Cozy Caravan
This latest Animal Crossing contender is all about operating and growing a trading caravan.
There are no shortage of cutesy life-sim projects that look to take advantage of the rabid Animal Crossing fanbase. With these fans increasingly eager for a new chapter in Nintendo's series, any spinoff and alternative project becomes immediately more attractive, and it's in this vein that we find 5 Lives Studios' Cozy Caravan.
For starters, if you've played any adorable life-sim game, the kind that uses chibi-like characters and is set in a world of anthropomorphic creatures, you will be instantaneously familiar with what Cozy Caravan presents as well. There's a small world that is populated by creatures who simply go about living a rich and admirable life without stress, where you slot in by taking on the role of a young character with the grand ambition to become one of the top-rated caravan traders. Achieving this goal is also rather straightforward, as you wander around the world, talk with locals, pick up ingredients and items, cook tasty food, and otherwise complete basic quests (that could include providing a taxi service for a local between two locations in the world). With this in mind, each time you do a good deed or open your market stall and sell items, you earn kindness that is a source of progression tied to collecting Guild tokens used to improve your caravan with new items like an oven to bake pies, a wardrobe to change your character's appearance, and so forth.
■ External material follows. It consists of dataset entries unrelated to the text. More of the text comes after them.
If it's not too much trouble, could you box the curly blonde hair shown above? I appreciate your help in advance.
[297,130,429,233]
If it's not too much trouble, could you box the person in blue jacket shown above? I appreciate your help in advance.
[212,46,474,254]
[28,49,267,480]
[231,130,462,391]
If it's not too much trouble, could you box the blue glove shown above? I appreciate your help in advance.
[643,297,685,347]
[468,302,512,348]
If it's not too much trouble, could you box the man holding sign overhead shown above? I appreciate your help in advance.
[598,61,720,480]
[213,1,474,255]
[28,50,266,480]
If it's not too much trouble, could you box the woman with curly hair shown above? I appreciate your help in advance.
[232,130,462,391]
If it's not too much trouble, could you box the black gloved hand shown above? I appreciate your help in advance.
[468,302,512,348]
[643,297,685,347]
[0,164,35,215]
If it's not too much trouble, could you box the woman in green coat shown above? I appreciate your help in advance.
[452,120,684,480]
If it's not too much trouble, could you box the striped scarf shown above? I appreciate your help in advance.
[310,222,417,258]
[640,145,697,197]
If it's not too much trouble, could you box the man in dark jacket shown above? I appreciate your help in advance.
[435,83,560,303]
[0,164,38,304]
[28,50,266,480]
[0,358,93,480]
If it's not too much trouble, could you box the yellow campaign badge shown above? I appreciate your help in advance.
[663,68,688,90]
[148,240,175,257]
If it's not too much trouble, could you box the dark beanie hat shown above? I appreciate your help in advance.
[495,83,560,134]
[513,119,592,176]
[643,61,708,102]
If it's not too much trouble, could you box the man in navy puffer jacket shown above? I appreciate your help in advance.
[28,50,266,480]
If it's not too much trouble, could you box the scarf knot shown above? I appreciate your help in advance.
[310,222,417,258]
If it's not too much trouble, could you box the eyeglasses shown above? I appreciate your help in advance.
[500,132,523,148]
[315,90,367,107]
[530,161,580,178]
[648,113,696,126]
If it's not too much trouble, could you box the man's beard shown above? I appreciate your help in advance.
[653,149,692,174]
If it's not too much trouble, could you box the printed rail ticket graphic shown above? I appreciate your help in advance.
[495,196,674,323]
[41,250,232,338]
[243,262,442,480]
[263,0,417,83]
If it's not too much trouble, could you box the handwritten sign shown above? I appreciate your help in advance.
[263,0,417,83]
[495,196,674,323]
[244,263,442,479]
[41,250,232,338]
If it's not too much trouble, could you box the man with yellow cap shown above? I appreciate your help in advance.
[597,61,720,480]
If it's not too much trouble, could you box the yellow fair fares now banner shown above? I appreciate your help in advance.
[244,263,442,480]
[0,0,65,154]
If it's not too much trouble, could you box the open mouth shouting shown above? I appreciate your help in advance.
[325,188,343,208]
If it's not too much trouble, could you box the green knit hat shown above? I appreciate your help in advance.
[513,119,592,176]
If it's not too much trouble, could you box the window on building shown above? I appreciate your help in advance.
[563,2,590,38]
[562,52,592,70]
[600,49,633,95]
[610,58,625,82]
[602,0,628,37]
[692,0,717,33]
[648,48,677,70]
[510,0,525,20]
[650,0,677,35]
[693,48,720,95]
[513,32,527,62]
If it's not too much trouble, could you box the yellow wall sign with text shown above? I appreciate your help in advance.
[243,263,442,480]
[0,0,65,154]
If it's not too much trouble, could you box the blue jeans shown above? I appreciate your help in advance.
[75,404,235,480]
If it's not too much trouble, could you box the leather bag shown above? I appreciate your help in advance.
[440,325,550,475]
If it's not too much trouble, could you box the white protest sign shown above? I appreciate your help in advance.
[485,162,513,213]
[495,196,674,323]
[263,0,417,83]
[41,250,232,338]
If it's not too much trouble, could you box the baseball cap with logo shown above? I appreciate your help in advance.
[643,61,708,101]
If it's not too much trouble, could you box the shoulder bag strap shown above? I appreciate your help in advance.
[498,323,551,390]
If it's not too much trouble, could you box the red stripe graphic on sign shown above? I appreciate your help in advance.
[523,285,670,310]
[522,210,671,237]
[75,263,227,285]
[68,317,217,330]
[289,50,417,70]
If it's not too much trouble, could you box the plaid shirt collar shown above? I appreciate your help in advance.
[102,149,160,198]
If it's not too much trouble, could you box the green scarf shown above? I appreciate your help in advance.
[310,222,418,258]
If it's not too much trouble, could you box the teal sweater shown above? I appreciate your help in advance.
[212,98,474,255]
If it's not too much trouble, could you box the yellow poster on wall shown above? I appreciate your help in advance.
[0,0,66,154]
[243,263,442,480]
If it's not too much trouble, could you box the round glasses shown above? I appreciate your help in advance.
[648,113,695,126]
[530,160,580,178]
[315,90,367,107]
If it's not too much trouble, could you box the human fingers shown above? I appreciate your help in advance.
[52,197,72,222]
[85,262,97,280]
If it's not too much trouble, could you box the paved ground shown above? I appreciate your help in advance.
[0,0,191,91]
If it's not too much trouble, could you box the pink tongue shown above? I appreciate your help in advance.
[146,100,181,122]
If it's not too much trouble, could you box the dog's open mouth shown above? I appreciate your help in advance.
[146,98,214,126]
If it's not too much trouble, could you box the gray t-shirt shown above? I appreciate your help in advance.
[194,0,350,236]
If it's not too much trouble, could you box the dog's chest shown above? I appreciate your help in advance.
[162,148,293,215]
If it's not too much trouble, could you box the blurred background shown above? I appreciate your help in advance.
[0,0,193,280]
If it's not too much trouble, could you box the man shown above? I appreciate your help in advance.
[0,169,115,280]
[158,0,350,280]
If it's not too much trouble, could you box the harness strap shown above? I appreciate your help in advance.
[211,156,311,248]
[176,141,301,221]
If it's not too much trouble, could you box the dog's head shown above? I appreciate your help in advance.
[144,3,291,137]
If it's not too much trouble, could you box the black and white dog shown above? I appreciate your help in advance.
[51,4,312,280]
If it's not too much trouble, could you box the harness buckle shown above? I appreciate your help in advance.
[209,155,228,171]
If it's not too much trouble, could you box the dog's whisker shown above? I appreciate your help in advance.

So, long story short, if you were hoping that Cozy Caravan would rewrite the script of what these games can be, it truly does not. But that's ultimately okay because it both doesn't need to and doesn't try to do so either. This is a game for fans who enjoy cutesy adventures and life-sims and when you judge it on these parameters it's difficult to say anything other than that it doesn't excel.
But looking more at the gameplay, as someone who perhaps appreciates a little more depth, Cozy Caravan does feel a tad one-dimensional. The loop is incredibly rudimentary, seeing you circle the world, picking up resources and completing minor tasks to ultimately improve the caravan. Again, it works, but after a few hours you start wishing that there'd be something more, something extra to keep you logging in. There's only so many carrots you can harvest or apple pies you can bake and sell before you wish something extra would appear. There is the ultimate goal of helping the locals prepare for the anticipated Whizz Bang Fair, but it takes a while before you start getting near to this and the journey does start getting a tad tiresome as the hours roll on.
But again, this game knows what it is and what it wants to be. If the endless cycle of fishing, collecting resources, completing minor and irrelevant mini-games, existing in a world that is furiously cutesy, if you see this and start getting excited, then Cozy Caravan is certainly a game to check out. And it should be said that it does have Animal Crossing: New Horizons beat in one key area; there's no daily limit. You can play this game to your heart's content and the in-game days will roll on and new opportunities and tasks will make their appearance at a steady rate. That's a huge positive when compared to Nintendo's genre titan.
Beyond this, we're talking about a game that plays incredibly smoothly on the Nintendo Switch 2, and has all the charm and charisma one would expect from something in this genre. Cozy Caravan perhaps lacks variety and ambition to elevate what we expect from the genre, but it also does everything it needs to do very well, so it's hard to say much else other than you will have a lovely and charming time with this delightful indie.